公明党 原発の新設を認めず、原発の40年運転制限制を厳格に適用します。新しいエネルギー社会を創造しつつ、原発に依存しない社会、原発ゼロをめざします。

維新の党既設原発はフェードアウト。原発依存からの脱却。「核のごみ」の最終処分の解決なくして原発再稼働なし。「原発再稼働責任法」を制定。

次世代の党 燃料電池のエネルギー供給システム構築、日本海における(次世代資源の)メタンハイドレート開発、電源構成の多様化による脱原発依存体制を構築する。世界最先端の原子力技術(次世代型原子炉、廃炉および安全確保)の維持。高速炉を含む使用済み核燃料サイクル、最終処分場の選定問題に具体的な結論を出す。

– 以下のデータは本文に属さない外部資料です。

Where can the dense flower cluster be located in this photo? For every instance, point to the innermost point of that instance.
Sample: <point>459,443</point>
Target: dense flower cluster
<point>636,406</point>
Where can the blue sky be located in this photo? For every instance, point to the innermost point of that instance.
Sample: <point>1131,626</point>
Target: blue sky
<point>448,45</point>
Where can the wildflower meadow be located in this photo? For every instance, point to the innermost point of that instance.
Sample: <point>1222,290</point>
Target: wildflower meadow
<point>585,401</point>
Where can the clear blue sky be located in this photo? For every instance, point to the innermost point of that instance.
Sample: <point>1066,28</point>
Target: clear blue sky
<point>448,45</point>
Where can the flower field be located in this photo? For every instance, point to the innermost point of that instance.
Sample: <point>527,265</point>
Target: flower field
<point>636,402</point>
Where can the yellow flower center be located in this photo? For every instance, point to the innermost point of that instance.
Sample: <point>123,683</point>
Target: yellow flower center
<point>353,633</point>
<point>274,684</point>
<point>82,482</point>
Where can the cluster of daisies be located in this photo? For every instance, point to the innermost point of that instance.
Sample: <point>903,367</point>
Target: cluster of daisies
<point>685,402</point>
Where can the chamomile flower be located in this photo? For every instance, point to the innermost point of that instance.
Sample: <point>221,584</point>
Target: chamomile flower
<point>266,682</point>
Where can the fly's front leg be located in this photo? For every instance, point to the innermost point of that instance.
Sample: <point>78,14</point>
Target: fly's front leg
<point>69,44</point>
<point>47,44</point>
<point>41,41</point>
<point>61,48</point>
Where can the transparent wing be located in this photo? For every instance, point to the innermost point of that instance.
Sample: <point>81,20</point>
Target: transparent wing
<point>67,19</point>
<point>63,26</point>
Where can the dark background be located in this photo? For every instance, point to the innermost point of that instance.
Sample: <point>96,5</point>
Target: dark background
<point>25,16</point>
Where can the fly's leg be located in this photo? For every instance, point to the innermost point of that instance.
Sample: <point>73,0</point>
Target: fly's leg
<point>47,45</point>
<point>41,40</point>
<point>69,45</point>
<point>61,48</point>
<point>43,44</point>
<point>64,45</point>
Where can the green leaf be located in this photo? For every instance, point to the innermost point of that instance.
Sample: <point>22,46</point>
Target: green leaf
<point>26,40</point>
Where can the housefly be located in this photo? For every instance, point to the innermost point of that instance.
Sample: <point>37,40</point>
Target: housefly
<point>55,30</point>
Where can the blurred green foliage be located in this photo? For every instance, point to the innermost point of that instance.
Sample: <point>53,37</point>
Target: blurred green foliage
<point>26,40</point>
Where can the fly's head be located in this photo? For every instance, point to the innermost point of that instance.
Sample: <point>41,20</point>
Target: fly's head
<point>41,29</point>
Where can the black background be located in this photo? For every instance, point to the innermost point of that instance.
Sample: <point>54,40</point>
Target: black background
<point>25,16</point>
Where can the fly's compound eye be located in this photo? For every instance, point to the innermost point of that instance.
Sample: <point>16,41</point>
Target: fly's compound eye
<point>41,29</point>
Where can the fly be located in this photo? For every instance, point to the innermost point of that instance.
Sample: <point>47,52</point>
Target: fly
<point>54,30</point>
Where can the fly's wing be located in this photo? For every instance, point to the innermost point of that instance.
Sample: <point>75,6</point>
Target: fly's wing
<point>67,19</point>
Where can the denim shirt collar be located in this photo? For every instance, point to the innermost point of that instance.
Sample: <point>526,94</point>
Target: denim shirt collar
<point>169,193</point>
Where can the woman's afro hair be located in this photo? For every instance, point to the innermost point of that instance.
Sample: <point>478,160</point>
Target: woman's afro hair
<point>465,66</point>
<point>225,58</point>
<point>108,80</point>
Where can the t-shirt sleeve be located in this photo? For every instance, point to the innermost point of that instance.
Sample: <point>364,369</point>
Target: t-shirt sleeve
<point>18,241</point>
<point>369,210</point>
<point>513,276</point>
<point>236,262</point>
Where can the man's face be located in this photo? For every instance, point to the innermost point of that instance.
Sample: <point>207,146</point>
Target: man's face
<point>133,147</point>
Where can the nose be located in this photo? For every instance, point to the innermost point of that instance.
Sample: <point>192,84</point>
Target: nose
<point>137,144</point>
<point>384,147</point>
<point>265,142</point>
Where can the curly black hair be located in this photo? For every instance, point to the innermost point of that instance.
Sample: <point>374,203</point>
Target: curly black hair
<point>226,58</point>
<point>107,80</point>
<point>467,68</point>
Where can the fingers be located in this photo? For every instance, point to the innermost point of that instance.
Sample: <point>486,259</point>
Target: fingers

共産党 原発再稼働ストップ。原発輸出を直ちに中止する。即時原発ゼロを決断し、全ての原発を直ちに廃炉プロセスに入れる。再生可能エネルギーの大規模な普及と低エネルギー社会への移行を進める。

生活の党 原発の再稼働・新増設は一切容認しない。原発は全て廃止し、代わって、太陽光や風力、地熱、波力、水力など安全な再生可能エネルギーと省エネルギー技術を急ピッチで普及させる。

社民党 川内原発をはじめ、原発再稼働は一切認めません。原発の新増設はすべて白紙撤回します。福島第一原発5・6号機と福島第二原発1~4号機、活断層の上に立地することが明らかとなった原発は直ちに廃炉にします。

新党改革 原発をベースロード電源と位置付け、再稼働を推進する政府方針は受け入れられない。家庭用燃料電池、再生可能エネルギー、高効率の火力発電を組み合わせれば原発は不要。


◆原発に関する各党公約の評価。

× 自民党。原発存続、再稼働の方針に変わりがない。問題外。

△ 公明党。「原発ゼロをめざします」は一見いいが、「目指したが、ダメだった」と言い訳が可能なので、十分信用出来ない。

× 維新の党。 核のごみの最終処分の解決などあるわけがない。「『原発再稼働責任法』を制定」からも、再稼働を認める方針が明らか。

× 次世代の党 「世界最先端の原子力技術(次世代型原子炉、廃炉および安全確保)の維持」とは未だに安全な原子炉の幻想を抱いている。原子力を使いたいということだからダメ。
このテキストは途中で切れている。